Hong 2009.

Study characteristics
Methods	Non‐blinded, parallel‐group randomised controlled trial with 8 days duration of treatment and 3‐month duration of follow‐up
Participants	Setting: tertiary referral centre, Republic of Korea, May 2007 to January 2009 Sample size: Number randomised: 75 Number completed: 63 Primary/secondary therapy: primary therapy Participant (baseline) characteristics: age/sex (male, female)/baseline hearing loss at start of therapy/start of treatment: Group I (intratympanic): 56.9 y/13 m, 19 f/77.5 ± 27.6 dB HL/3.4 d Group II (systemic): 56.2 y/11 m, 20 f/79.9 ± 23.5 dB HL/3.9 d Inclusion criteria: ISSNHL of 30 dB or more with over 3 contiguous audiometric frequencies that occurred in fewer than 3 days Exclusion criteria: ISSNHL with vertigo, diabetes, Ménière’s disease, tumours, treatment onset of more than 15 days
Interventions	General comparison: intratympanic versus systemic corticosteroid therapy Intervention group (n = 32*): "intratympanic therapy": intratympanic injection of dexamethasone, 5 mg/mL, 0.3 to 0.4 mL, 8 injections total, 1 x per day Comparator group (n = 31*): "systemic therapy": oral prednisolone 60 mg per day for 4 days, 40 mg per day for 2 days and 20 mg per day for 2 days Use of additional interventions (only comparator group):"peripheral vasodilator" and Ginkgo biloba extract *per protocol analysis
Outcomes	Primary outcome measure: Change in hearing threshold with pure tone audiometry Secondary outcomes: Frequency‐specific changes with pure tone audiometry Proportion of patients whose hearing is improved (criterion of improvement > 15 dB decrease in PTA/Siegel's criteria) Adverse events Primary endpoint for hearing threshold evaluation: 90 days Used PTA: 4PTA (0.5, 1, 2, 3 kHz)

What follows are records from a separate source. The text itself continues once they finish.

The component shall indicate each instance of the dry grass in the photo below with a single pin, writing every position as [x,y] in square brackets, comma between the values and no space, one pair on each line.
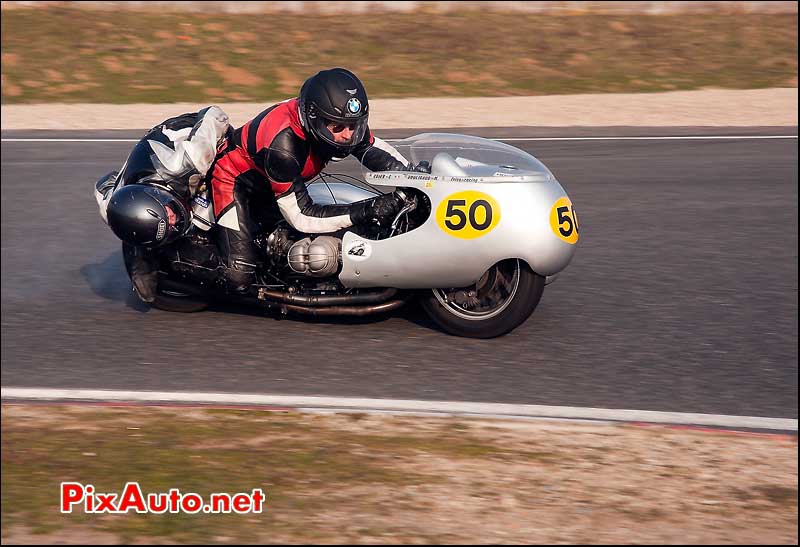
[382,479]
[64,55]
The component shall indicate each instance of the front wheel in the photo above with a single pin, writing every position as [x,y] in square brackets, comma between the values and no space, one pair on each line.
[502,299]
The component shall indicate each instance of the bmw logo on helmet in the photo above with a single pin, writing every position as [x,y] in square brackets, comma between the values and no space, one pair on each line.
[354,106]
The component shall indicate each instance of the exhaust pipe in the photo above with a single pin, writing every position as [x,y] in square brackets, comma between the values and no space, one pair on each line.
[326,300]
[325,311]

Funding sources	Grant (code # 200810FTH010103002) from BioGreen21 Program, Rural Development Administration, Republic of Korea
Declarations of interest	None declared
Notes	—
Risk of bias
Bias	Authors' judgement	Support for judgement
Random sequence generation (selection bias)	Unclear risk	Quote: "IT dexamethasone or oral prednisolone, was assigned for patients with ISSHL alternatively and randomly." Method of random sequence generation is not described.

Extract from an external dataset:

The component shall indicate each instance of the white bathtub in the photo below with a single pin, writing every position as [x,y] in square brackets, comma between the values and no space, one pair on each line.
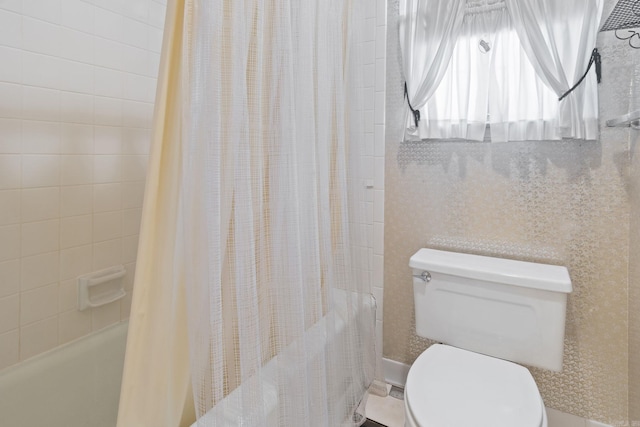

Allocation concealment (selection bias)	Unclear risk	Method of concealment is not described.
Blinding of participants and personnel (performance bias) All outcomes	Low risk	Open‐label trial, no blinding.
Blinding of outcome assessment (detection bias) All outcomes	Low risk	Quote: "outcome assessors were blinded"

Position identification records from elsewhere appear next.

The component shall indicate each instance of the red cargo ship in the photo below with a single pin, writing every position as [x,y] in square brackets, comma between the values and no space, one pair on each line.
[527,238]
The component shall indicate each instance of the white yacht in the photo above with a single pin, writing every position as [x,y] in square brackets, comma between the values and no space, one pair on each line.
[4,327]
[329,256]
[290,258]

Incomplete outcome data (attrition bias) All outcomes	High risk	Rate of reported missing outcome data more than 10% (16%).
Selective reporting (reporting bias)	Low risk	No indication of selective reporting in the outcome parameters addressed by the review.
Other bias	High risk	No sample size calculation performed. Standard deviation of treatment delay from onset not reported.